# keeping stud boys



## catcoonz (Aug 4, 2012)

so I have a noisy studboy, he loves to call the girls, now I have neighbours so is there anyway to keep both happy, mainly the neighbours.


----------



## havoc (Dec 8, 2008)

It isn't easy. Stud boys can cause problems with neighbours. The best I can suggest is to ensure his indoor accommodation is well soundproofed and you make sure he's shut away at a reasonable time each evening until at least 8am. Councils are far more bothered about disturbance at night though this doesn't mean your neighbours can't complain about daytime noise.


----------



## catcoonz (Aug 4, 2012)

Thankyou Havoc.


----------



## chloe1975 (Mar 17, 2013)

You have my sympathies, my neighbours do not particularly like us having the cats and have caused no end of grief. I don't think there is an easy way as Havoc says. Luckily our boy has his own facilities within the house so only we are disturbed by him. Not that he is very noisy but does like to chat with the ladies if they go up to his pen.


----------



## moggiemum (Mar 28, 2013)

catcoonz said:


> so I have a noisy studboy, he loves to call the girls, now I have neighbours so is there anyway to keep both happy, mainly the neighbours.

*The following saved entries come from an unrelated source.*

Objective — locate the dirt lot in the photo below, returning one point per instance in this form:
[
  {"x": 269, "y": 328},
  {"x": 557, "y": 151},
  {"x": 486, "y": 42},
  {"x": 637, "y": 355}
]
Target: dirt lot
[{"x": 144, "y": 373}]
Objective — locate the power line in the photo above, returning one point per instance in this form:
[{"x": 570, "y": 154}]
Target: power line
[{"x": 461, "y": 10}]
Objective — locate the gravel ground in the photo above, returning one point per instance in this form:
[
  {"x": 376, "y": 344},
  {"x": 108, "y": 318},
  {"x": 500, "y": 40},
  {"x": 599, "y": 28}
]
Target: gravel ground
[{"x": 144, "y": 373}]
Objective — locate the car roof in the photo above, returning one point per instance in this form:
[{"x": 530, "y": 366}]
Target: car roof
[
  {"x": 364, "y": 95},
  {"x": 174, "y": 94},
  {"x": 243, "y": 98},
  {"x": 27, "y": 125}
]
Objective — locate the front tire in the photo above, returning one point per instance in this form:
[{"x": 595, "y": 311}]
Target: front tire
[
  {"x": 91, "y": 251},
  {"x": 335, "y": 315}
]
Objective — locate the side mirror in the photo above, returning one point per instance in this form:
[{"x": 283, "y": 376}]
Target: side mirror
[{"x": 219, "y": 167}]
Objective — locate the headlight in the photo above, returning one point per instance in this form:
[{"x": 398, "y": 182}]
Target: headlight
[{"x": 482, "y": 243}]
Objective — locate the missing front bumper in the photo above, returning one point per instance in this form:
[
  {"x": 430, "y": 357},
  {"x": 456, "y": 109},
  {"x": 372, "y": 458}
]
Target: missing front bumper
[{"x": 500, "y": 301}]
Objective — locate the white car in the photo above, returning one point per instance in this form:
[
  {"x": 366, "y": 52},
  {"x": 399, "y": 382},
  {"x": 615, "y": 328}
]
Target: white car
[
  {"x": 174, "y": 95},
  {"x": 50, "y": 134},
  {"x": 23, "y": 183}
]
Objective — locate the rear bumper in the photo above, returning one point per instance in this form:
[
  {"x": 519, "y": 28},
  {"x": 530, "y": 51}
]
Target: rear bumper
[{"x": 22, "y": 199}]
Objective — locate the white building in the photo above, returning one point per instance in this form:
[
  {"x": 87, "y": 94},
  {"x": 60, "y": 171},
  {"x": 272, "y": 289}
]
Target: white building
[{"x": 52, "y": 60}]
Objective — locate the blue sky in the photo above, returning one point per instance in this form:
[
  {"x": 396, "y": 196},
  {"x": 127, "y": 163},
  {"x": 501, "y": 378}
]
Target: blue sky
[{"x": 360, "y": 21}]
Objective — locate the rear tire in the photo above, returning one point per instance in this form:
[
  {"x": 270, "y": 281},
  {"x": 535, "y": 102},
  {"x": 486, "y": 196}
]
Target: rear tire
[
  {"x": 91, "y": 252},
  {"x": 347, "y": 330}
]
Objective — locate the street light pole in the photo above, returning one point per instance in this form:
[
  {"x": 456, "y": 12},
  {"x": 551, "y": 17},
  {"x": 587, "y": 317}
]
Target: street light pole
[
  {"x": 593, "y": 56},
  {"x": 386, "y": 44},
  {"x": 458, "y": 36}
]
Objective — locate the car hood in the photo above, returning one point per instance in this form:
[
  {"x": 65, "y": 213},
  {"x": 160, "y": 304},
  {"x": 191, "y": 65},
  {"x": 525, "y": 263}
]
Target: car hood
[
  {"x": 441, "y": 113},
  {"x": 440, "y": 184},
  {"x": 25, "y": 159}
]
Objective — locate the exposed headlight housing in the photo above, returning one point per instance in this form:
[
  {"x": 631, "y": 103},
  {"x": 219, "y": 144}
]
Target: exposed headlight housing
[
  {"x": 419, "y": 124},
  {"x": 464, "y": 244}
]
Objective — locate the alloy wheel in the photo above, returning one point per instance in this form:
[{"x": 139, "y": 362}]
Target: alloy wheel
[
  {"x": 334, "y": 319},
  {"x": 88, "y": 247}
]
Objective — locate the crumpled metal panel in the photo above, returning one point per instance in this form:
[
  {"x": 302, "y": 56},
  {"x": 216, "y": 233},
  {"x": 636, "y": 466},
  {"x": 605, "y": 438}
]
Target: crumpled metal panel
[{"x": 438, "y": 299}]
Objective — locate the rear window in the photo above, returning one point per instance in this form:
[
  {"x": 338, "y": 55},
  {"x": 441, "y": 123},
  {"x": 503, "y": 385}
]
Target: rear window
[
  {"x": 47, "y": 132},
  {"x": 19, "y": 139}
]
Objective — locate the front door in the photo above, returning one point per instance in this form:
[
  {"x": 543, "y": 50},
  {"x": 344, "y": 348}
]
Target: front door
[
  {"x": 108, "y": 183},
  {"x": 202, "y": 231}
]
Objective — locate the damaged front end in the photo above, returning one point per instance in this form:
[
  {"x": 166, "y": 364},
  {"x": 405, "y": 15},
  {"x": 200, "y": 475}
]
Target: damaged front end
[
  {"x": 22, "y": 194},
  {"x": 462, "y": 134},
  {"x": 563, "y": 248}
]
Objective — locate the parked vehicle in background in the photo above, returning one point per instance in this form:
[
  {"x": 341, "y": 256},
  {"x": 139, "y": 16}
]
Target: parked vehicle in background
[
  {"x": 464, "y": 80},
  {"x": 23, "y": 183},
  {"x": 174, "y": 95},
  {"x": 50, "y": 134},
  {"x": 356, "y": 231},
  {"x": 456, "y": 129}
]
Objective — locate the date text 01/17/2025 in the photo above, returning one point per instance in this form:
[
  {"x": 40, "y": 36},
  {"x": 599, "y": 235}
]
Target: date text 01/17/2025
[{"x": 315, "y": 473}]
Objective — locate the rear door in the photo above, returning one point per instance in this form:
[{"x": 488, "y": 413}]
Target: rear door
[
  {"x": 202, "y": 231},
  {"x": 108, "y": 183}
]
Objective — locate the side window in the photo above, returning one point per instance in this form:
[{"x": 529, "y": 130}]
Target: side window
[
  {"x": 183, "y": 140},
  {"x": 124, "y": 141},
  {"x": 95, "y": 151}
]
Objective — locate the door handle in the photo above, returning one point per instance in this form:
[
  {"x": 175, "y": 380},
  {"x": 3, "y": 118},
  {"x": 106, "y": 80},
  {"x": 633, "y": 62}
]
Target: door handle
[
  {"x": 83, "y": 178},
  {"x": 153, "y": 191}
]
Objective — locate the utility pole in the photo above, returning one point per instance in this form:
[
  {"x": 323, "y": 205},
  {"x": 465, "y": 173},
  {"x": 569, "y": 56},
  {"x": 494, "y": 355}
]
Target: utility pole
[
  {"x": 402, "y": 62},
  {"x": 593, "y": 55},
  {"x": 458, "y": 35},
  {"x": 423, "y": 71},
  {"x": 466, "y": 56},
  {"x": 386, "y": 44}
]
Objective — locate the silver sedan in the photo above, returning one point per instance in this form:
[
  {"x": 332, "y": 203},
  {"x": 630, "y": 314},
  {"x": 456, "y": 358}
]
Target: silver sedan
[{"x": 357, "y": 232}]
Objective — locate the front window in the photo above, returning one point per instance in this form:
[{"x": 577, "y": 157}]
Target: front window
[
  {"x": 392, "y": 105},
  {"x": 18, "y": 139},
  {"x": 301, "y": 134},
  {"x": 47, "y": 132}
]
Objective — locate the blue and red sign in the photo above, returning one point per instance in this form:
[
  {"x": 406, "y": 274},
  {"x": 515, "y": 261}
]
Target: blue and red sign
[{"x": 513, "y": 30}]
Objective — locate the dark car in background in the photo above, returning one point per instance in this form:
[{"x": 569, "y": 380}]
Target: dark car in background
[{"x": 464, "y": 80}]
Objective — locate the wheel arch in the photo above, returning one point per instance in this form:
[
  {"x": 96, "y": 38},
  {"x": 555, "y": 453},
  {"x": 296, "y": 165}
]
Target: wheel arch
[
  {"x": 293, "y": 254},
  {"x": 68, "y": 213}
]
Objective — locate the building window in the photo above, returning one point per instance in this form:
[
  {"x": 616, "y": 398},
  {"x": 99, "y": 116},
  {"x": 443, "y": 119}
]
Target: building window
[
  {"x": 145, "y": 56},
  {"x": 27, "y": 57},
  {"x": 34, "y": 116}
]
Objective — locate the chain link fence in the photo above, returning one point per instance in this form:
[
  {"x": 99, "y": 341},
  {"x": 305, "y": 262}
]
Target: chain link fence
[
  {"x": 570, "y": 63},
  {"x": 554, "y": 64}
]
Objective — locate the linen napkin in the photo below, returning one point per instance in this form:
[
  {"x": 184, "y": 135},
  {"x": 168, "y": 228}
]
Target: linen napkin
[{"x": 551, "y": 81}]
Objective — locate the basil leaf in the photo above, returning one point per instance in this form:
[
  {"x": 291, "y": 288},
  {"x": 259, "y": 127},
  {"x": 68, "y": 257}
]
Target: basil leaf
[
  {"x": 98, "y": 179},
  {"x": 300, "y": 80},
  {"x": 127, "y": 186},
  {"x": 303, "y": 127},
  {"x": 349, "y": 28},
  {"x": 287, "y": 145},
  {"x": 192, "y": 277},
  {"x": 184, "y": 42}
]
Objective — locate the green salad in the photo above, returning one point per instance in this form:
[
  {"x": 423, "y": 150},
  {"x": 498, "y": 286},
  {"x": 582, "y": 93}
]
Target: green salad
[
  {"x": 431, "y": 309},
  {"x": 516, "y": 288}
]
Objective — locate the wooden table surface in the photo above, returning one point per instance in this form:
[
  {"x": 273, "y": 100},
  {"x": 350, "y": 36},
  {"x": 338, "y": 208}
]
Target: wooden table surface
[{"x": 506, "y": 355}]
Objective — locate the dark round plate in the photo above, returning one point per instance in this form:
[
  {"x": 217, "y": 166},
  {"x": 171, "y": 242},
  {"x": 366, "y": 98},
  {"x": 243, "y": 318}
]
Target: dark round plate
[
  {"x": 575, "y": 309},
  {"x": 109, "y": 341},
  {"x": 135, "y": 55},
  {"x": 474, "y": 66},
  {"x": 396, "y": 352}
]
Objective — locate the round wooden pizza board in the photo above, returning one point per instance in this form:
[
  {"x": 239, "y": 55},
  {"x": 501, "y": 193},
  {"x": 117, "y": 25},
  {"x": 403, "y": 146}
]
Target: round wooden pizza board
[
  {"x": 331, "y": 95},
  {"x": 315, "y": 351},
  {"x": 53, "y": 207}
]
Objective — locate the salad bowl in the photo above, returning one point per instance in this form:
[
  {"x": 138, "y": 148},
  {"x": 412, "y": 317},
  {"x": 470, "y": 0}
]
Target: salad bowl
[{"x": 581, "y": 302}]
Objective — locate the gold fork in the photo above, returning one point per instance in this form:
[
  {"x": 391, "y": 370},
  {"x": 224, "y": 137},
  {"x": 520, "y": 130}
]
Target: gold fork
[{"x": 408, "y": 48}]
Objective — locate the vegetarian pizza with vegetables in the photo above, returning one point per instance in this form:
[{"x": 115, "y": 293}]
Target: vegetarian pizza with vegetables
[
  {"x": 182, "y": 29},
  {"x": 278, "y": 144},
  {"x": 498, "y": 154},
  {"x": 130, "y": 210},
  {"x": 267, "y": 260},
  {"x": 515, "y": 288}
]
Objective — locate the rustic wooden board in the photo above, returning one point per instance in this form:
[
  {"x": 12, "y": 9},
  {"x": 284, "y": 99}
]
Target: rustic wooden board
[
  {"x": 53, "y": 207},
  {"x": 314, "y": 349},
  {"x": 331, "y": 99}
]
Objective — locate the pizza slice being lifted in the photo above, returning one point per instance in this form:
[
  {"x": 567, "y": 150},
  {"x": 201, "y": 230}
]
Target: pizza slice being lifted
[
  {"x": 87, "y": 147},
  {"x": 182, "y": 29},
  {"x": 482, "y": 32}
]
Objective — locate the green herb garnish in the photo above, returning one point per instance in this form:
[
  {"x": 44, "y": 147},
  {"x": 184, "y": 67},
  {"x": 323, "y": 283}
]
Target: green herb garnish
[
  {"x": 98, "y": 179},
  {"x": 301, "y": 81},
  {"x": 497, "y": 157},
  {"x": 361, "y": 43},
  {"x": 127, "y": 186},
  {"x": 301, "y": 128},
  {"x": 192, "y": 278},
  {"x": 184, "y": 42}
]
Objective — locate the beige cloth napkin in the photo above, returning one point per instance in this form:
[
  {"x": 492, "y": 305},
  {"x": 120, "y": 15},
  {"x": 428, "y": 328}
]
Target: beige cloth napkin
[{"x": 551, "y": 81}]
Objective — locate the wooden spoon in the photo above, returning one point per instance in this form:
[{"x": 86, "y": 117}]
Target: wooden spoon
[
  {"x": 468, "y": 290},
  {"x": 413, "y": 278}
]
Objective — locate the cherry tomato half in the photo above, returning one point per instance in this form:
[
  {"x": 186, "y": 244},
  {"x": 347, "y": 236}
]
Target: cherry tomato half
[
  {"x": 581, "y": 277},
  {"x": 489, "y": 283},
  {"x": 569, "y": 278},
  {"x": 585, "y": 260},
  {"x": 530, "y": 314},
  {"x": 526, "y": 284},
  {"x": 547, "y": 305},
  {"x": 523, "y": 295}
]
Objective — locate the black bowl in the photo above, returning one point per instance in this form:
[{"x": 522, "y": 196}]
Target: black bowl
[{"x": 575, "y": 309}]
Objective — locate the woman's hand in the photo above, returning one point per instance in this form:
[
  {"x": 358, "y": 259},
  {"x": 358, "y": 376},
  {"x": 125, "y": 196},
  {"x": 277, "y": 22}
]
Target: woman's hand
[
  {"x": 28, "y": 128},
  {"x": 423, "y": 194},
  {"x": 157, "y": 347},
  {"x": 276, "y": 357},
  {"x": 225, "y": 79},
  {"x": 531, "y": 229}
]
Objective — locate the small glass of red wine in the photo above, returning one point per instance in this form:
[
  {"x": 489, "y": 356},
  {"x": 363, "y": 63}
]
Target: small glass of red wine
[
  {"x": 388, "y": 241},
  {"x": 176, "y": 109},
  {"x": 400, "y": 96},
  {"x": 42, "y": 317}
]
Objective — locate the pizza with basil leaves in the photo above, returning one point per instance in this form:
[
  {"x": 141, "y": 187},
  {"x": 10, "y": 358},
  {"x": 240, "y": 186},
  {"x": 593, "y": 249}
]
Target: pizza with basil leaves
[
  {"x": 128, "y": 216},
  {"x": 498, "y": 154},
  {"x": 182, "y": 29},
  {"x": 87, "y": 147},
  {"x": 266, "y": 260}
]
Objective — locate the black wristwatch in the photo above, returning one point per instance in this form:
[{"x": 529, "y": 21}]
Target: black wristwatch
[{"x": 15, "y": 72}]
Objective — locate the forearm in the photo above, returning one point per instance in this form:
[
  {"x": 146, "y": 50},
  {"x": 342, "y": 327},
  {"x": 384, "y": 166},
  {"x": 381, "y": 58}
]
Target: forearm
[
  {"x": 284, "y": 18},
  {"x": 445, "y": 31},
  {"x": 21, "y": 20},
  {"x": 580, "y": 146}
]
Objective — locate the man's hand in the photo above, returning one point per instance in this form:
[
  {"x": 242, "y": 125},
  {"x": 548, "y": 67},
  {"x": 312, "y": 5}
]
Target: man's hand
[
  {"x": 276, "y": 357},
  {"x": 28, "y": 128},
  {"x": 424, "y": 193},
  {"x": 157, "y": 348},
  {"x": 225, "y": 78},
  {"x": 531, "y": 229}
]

i think you are gonna have to get good at baking really lush chocolate cakes , let me know if you do i'll move in next door 

i really miss my boy's caterwauling , amazing his vocabulary , he was neutered late , still chatty but not the same ah well he is less of a drama lhama now ,

hope you find some solution s CC, but chocolate cake is all i can think of right now


----------



## Cosmills (Oct 3, 2012)

Mine is not too bad , he squeeks more than calls ... He is next to my girls so doesn't really feel the need .. Take a girl away and he shouts at me 

We have weather boards up, so that reduces the noise from the girls and his squeeks


----------



## catcoonz (Aug 4, 2012)

chocolate cake wouldn't even crack a smile on that old bats face so I guess it maybe stud pants.


----------



## Cheryl89 (Jun 24, 2013)

Hahahaahaha CC I'm laughing you're so funny :ciappa: xxxx


----------



## Taylorbaby (Jan 10, 2009)

Does he have a neutered friend? I rem my boy crying, but he was ok with a friend, but his son was not able to ever go outside, he was a proper mummies boy, but I didn't want him outside so neutered him and kept 2 girls back :001_wub:

I do know of people that had serious problems with their neighbours, one was stopped from building outside cat houses due to cat noise and the other now has bad blood between her neighbours as the boy cries 24-7 and she is now neutering him due to problems, he is really loud as well! 

I always worry about noise, but luckily all mine are indoors so unless the windows and doors are open, we are ok... I think lol!  :laugh:


----------



## spotty cats (Jul 24, 2012)

I know breeders who keep a battery powered radio in with their boy for company when they don't get along with a neutered friend. Switched on at night it does seem to work.

My boy is indoors most of the time and quiet when out so I've not tried it myself.


----------



## catcoonz (Aug 4, 2012)

Yes he lives with a friend that he has grown up with.
The pen is both, it has a big night compartment plus the run, but I really didn't want to shut him in. Its not a problem to shut him in though.

Radio, well next door has builders with a radio blasting out and he likes to chat away to them, he can get louder than the radio.

As ive heard stud boys get louder with age and after being used so many times I only have one option, give him back and I have waited 4 years for this type of boy with the pedigree to compliment my queens.


----------



## spotty cats (Jul 24, 2012)

Could the building work be upsetting him?


----------



## catcoonz (Aug 4, 2012)

Maybe, they started ages ago and he has been with me for 4 weeks so he is still settling in, that's why his friend came too, to help him.

The ideal solution would be for a bus to hit the nagging bag, but doubt that is going to happen.

Problem is the more she complains the more trouble I could end up in.


----------



## spid (Nov 4, 2008)

As he is so new he is still settling in and the building work could be upsetting him. I would try stud pants and bring him in for some of the day.


----------



## moggiemum (Mar 28, 2013)

when people say stud pants can they please say "stud pants for cats" as i am very sentisive you know or maybe it's just nearing that time but i keep coming over all hot and flustered :huh::blush:


----------



## catcoonz (Aug 4, 2012)

Ohhhh STUD PANTS 



for cats


----------



## ChinaBlue (Feb 3, 2008)

Could you sound proof his indoor accommodation - I know you cannot sound proof his outside run bit but at least if you could sound proof the indoor bit it may cut down on the noise? Can you put some tall bushes/shrubs between the pen and the neighbours - again the hope you can muffle the noise somewhat?!!


----------



## havoc (Dec 8, 2008)

That's exactly the sort of thing you have to do and it's only fair. Even the nicest, most tolerant neighbours deserve our best efforts. Mine are great but I'm very aware they could be disturbed and they have a right not to be. My boy can be very loud and all my neighbours know to let me know if they are having a daytime barbeque or party so I can shut him away for a couple of hours and give them some peace. I do have quite substantial indoor accommodation so I'm not shutting him up in a 4ft by 3ft box. It's something I'd advise all potential stud owners to consider. Always go for the biggest space possible as it gives you greater flexibility.


----------



## catcoonz (Aug 4, 2012)

I am having a new cat pen built for him with sound proofing so hope that works, can easily plant trees etc to get the noise down.

Will try the stud pants for cats aswell as if it means he can happily live indoors that would be great.


----------